Shoot. I thought, well, it shut off at the minimum so I must have done really, really badly! I thought the med questions had thrown me off too much.

I thought "wait! wait! give me more questions so I can prove I can be a good safe nurse! I need more questions!"

Today I called and got the news that I *passed*! It was only by God's Grace that I did. In the seven months I had to prepare I seriously studied maybe 10 hours TOTAL.

So, no matter what - believe in yourself and do your best. The odds are in your favor to pass.

Finding out today that I passed was wonderful!

I still have to reapply and pay another $110 to the BON for a second provisional license and complete my 120 hours, but I passed the NCLEX so getting the internship should be no problem at all.
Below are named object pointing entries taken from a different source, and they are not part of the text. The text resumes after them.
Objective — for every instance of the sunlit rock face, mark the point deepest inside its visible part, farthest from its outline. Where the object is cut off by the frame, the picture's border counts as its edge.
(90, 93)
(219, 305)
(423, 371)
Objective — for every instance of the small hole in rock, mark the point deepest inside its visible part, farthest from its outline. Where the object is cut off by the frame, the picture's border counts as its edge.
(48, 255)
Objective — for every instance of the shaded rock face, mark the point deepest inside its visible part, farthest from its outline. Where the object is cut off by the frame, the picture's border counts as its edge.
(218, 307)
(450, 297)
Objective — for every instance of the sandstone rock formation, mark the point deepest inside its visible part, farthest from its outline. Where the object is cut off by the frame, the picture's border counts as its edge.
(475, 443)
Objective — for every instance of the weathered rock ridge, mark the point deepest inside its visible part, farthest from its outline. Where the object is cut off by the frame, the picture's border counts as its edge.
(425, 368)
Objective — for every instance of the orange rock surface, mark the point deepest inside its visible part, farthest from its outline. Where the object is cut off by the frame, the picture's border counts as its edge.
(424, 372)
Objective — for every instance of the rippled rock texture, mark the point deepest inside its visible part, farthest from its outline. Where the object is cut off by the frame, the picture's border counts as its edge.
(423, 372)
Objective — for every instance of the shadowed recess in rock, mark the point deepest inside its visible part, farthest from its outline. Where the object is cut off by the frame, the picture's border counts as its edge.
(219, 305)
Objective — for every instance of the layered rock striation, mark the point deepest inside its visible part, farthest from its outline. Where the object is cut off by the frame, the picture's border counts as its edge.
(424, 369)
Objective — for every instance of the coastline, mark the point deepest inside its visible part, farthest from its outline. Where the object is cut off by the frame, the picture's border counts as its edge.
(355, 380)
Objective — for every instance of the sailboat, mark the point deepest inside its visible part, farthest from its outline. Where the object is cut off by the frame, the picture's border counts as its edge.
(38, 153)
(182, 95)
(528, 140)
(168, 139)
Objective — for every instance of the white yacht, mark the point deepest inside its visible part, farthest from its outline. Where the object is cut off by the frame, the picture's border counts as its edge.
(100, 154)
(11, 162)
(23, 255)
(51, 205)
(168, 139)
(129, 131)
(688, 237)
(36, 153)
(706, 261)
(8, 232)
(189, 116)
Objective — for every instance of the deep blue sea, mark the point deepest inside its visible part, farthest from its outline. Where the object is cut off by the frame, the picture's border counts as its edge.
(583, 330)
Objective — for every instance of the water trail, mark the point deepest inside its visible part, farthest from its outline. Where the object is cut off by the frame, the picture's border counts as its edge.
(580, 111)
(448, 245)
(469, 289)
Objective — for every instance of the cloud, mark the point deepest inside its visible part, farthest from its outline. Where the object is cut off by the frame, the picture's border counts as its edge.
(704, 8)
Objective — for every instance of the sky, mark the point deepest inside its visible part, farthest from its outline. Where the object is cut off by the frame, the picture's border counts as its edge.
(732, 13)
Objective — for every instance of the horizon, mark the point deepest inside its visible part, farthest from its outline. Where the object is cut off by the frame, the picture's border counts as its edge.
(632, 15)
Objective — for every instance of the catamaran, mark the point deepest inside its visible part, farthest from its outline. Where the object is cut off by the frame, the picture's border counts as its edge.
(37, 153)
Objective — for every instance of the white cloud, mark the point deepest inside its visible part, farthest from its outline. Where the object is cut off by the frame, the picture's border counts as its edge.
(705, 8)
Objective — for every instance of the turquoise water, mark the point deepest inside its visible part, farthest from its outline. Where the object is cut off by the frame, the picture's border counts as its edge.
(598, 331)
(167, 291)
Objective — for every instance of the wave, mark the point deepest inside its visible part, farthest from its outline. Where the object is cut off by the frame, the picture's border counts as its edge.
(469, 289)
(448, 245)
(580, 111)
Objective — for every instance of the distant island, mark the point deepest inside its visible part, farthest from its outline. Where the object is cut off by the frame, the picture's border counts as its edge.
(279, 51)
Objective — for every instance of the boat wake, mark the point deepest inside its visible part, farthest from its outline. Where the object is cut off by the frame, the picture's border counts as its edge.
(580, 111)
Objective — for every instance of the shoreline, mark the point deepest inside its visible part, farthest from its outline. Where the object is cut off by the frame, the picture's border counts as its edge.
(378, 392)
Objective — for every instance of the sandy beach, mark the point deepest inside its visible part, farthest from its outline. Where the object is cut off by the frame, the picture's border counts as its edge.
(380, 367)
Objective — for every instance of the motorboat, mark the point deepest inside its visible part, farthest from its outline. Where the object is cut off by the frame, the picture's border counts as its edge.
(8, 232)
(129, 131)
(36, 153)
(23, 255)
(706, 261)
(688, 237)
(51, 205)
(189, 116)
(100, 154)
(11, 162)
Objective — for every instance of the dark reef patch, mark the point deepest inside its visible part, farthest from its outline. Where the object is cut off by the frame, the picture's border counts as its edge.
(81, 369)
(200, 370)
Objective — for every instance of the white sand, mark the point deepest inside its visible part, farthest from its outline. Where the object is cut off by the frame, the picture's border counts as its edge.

My kids and I have been battling such horrendous financial challenges and the future seemed so bleak and hopeless.

Suddenly it doesn't look that bad at all!

Yippee, I am almost-just-about-practically a :nurse:

what an experience you've had!!! congratulations on passing and i wish you and your kids the very best of luck. hope things start to look up for you!!! :) :yeah:

Wow, I am sorry for your troubles, but I am happy that you passed best of luck to you in your future career and life. I really was feeling worried myself since I test the 30th. Thank you for sharing. Congratulations!!:yeah:

congrstulations.

what an inspiring story. congratulations

Specializes in Ambulatory Care, Case Manager.

Wow! Congratulations! If you can do it, despite all those obstacles anyone can. Thanks for sharing your inspirational story. I hope that everything goes all "uphill" from now on. :yeah:

congratulations on passing! :hpygrp:

Specializes in 4 years of L&D and 6 years of Med-Surg.

wow! onehusbandandsevenkids!

amazing story to tell! yes, indeed you have been thru a lot!

such an inspirational story thou, to be honest with you!

yes! this all can be positive with the grace of god! allowing him into your heart everything is possible thru his hands!

thank you for sharing your personal life with us.

oh? one more thing............congrats to you!

if you were here or near me, i come over and give you a big big hug! im so so so happy for you and your family!

god bless!

nursegreeneyes

Specializes in Med Surg, Telemetry, Long Term Care.

Thanks for the congrats and the kind words!!!!!

(Still pinching myself here!)

Congrats!!! you're going to be a wonderful nurse:yeah::nurse:

Specializes in Acute Surgery/Trauma.

Thank you for sharing your story. It just shows that god has a plan for everyone in any SITUATION he can bring you through. Congratulations and good luck in your career. As for your marriage I have been there and done that even got the T-Shirt :nuke: You and your children will be fine. Start healing because for anything to workout you must take care of you FIRST.

Congrats and good luck to you and your family.